If you're Stefan Fatsis, a sportswriter and competitive Scrabble player, you do this (see bottom for the answer).
It gets better. In his book Word Freak, Fatsis describes one of the greatest plays he ever saw. It was a nine-letter word that used all of the player's tiles (a bingo) and two letters already on the board. The two letters were not adjacent. They didn't come at the beginning or end of the word. The audience collectively gasped and then either high-fived or shook their heads in wonder.
Competitive Scrabble players are crazy good. They wade through a staggering number of possible plays on any Scrabble board. And they don't really control it consciously. They just have to look at the board and wait for their brains to shout out an answer.
Scrabble requires two primary skills. 1) You have to know the Scrabble dictionary (including words like AINSELLS and VUGGIEST). The meaning of these words is irrelevant, and top Scrabble players don't know them. 2) You have to be able to fit those words on the board, preferably seven at a time on triple word scores.

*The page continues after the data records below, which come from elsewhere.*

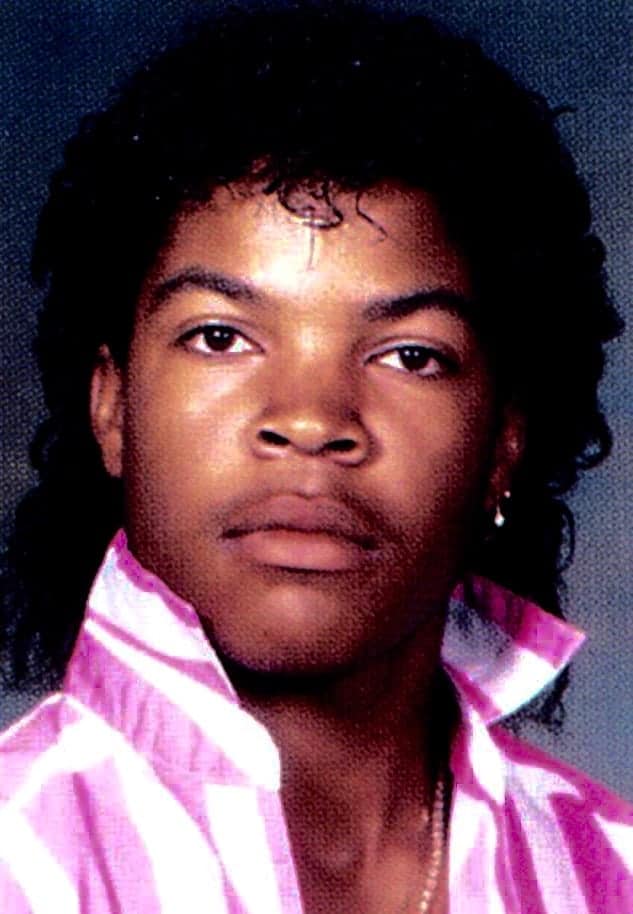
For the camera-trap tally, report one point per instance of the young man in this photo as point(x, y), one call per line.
point(293, 344)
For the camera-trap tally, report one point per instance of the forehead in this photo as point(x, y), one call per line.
point(387, 239)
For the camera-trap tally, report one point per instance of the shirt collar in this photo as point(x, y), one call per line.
point(143, 662)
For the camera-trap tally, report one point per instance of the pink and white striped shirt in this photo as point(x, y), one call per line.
point(144, 787)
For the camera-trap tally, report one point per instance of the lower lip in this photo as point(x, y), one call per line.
point(300, 550)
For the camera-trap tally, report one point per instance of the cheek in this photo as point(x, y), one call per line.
point(438, 450)
point(184, 428)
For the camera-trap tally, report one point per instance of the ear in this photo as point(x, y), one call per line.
point(508, 451)
point(106, 410)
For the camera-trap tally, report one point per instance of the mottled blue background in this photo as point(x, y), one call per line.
point(58, 58)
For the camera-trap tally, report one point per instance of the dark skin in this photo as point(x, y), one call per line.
point(306, 428)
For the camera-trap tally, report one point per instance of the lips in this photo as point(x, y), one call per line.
point(293, 532)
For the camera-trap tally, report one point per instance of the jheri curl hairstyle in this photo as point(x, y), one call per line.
point(320, 100)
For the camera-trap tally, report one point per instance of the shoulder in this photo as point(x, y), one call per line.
point(577, 833)
point(45, 746)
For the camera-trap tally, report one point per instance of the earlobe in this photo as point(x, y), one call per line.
point(509, 448)
point(106, 410)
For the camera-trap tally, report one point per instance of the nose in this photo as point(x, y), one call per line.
point(309, 422)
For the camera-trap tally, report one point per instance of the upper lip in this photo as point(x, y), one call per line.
point(314, 515)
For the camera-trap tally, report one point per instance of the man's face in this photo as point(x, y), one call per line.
point(304, 426)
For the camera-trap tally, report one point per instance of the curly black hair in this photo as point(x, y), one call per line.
point(320, 98)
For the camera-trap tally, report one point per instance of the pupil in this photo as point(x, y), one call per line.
point(219, 338)
point(414, 357)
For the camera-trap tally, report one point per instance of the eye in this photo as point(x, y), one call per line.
point(211, 339)
point(416, 359)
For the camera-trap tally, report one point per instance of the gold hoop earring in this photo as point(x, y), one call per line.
point(499, 518)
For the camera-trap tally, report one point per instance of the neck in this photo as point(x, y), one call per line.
point(360, 752)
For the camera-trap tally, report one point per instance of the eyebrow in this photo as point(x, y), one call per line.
point(237, 289)
point(209, 280)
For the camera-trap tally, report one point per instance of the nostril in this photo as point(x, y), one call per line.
point(270, 437)
point(342, 445)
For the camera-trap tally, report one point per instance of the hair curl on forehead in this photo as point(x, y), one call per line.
point(309, 100)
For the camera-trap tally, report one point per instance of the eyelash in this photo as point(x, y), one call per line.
point(446, 365)
point(225, 334)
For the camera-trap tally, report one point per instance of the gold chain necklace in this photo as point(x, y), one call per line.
point(437, 846)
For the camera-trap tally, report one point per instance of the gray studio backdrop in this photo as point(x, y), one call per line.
point(58, 59)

The Obvious Difference: Practice
What's different about Scrabble players? Top Scrabble players memorize the dictionary when they have a spare moment, and they carry mini scrabble games everywhere. They practice a lot. It's always hard to weigh the contributions of talent versus practice. But practice appears to be the main contributor.
Fatsis's own story illustrates the value of practice. He was a journalist who was challenged to try Scrabble and, without any particular talent, became a top player. Other journalists have done the same in books about memory and poker.
What Else Is Different About Word Freaks
It's not just practice. According to an article published today in the journal Memory & Cognition, by Ian Hargreaves, Penny Pexman, Lenka Zdrazilova, and Peter Sargious, competitive Scrabblers see the world differently from matched control participants.
The research showed that Scrabble players were better than controls at reading words presented in vertical orientation, which slows most people down. Most people also slow down when reading abstract words (liberty) as compared to concrete words (statue). The Scrabble players, who are used to ignoring the meaning of words, did not slow down as much. These findings suggest that we can change—and improve upon—our basic visual word recognition processes through experience, even as adults.
The researchers also ran the participants throught a battery of cognitive assessments. The Scrabble players weren't cognitively superior to the control group—except they were much better at Scrabble skills, like anagrams. This supports other research suggesting that Scrabble players are made, not born.
And given ACIIPST with an F, Stefan Fatsis played PACIFIST. On two triple word scores. It took him five seconds.